安若扯了扯身上的男装,笑得有点心虚:“嘿嘿,我是偷跑出来的,走得太急了。”
……
这是重点吗?
苏晚鸢疑惑地问:“这里离京城至少还有一周的脚程,你这是……跑了多久了?”
话音刚落,安若的嘴角就向下一撇,眼圈瞬间红了。
她还没来得及开口,林间忽然响起一阵杂乱的脚步声。
“谁把她放下来的?!”
“妈的,这臭娘们要跑了!”
几名流寇从林子里窜了出来,目光在苏晚鸢几人身上一扫,最后落回安若身上,满脸戾气。
“你们是谁?”其中一人冷笑,“这娘们是我们买下来的!”
苏晚鸢猛地转头看向安若,声音都变了调:“你是被卖过来的?!”
安若终于忍不住,眼泪一下子滚了下来。
她咬着嘴唇,小幅度地点了点头。
苏晚鸢叹了口气,抬手招了招。
下一瞬,绳索自虚空中落下,几名流寇连惊呼都来不及,便被捆得结结实实,像先前的安若一样,被倒挂在了树上。
安若眼睛一亮,兴奋地拍了拍手,随即一把抓住苏晚鸢的手臂:“太厉害了,晚鸢!”
“不是我,不是我。”苏晚鸢连连摆手,侧身一指,“是这位蓬莱仙境的弟子出的手。”
陆珩这才从林影中走出来。
“蓬莱仙境的弟子?”安若上下打量了他一眼,满脸狐疑,“蓬莱仙境的人怎么会来凡间?真的假的?”
“放心,绝对是真的。
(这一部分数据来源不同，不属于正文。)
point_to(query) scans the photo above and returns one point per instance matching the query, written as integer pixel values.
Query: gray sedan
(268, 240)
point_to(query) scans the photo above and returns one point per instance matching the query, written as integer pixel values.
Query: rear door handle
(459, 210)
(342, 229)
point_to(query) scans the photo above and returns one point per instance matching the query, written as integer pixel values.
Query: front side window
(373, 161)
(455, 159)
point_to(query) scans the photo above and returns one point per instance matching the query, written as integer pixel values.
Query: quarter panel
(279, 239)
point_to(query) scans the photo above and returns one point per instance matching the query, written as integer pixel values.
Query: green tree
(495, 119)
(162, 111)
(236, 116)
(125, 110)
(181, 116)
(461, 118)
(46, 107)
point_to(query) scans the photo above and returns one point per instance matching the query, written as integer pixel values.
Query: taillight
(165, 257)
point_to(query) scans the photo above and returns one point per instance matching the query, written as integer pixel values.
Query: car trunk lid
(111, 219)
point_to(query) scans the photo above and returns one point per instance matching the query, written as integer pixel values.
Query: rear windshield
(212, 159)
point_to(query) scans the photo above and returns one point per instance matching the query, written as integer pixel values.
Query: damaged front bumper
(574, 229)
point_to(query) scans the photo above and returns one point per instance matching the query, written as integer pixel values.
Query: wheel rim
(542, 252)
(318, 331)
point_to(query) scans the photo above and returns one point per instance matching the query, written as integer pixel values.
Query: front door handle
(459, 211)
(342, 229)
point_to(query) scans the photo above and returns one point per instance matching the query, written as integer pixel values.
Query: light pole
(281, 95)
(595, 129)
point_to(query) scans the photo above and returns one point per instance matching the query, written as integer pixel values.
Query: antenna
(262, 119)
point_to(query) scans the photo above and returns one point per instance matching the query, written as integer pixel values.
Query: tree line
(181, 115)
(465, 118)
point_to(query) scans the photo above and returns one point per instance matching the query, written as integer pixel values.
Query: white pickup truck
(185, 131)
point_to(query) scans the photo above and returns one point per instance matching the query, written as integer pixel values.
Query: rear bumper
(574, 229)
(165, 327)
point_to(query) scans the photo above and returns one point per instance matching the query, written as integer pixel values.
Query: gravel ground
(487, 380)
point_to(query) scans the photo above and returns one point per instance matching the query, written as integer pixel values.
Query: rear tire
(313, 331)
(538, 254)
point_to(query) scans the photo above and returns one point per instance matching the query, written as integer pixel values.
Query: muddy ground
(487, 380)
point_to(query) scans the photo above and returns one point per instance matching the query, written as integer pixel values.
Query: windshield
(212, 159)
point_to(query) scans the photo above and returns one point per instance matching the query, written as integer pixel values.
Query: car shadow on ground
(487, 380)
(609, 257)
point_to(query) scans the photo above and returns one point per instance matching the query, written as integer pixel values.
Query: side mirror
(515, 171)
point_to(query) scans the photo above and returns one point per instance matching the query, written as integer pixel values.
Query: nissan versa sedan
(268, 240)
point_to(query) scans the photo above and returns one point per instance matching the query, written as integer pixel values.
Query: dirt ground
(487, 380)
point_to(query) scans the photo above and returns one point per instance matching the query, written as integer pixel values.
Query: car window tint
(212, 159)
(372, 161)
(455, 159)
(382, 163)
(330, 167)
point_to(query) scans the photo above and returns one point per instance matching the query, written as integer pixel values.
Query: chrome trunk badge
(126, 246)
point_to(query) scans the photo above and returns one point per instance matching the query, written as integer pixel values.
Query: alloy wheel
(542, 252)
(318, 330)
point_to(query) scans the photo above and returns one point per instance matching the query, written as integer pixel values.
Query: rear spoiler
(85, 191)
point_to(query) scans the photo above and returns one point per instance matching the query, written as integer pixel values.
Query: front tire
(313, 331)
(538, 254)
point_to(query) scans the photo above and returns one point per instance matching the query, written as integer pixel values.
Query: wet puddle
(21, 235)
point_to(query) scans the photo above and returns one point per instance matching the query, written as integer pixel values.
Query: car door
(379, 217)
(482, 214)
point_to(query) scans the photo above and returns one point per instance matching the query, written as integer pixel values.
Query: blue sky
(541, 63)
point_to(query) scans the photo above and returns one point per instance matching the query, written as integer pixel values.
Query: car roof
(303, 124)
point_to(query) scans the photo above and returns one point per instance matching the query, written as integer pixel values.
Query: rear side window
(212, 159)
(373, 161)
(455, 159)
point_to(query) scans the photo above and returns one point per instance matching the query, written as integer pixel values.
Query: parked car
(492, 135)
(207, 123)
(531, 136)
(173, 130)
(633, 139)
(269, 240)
”苏晚鸢凑近她,压低声音,偷偷指了指陆珩腰间,“看到没,那是身份牌。”
安若眯起眼仔细看了看,小声嘟囔:“那玉佩……真够丑的。”
苏晚鸢:“……”
你懂什么,那是玛莎拉蒂,是三叉戟,是海王,还是本人亲手设计的。
“行了行了,别扯这些了。”苏晚鸢拉着安若在一旁坐下,“对了,陆珩,你顺便看看这几个人送去官府,能值多少赏钱。”
陆珩点了点头,单手拎起那几人:“我先去镇上,回来接你们。”
“行行行。”苏晚鸢随口应着,转头看向安若,“你先说,你为什么要跑出来。”
被陆珩盯着,安若多少有点不自在,讪讪地把手收了回来:“说来话长……”
“说来话长也得说。”
安若顿时垮了脸,抹了抹眼角:“你知道我那个三哥哥吧?他最近成亲了。”
“这不是好事吗?”
“好什么好啊!”安若气得跺脚,“他不知道从哪儿找了个商户女,还是寡母带着的孩子,非要立她当王妃!”
“早知道这样,我当初就该撮合你们两个!”
……这已经不是乱点鸳鸯谱了,这是闭眼乱射。
苏晚鸢正要吐槽,忽然听见身后传来一阵压抑的哀嚎。
她回头一看:“你还没走啊,陆珩?”
陆珩把那几名流寇重新捆成一团,语气平静:“我收拾一下就走。”
……那几个人,被他捆得像一摞饼干。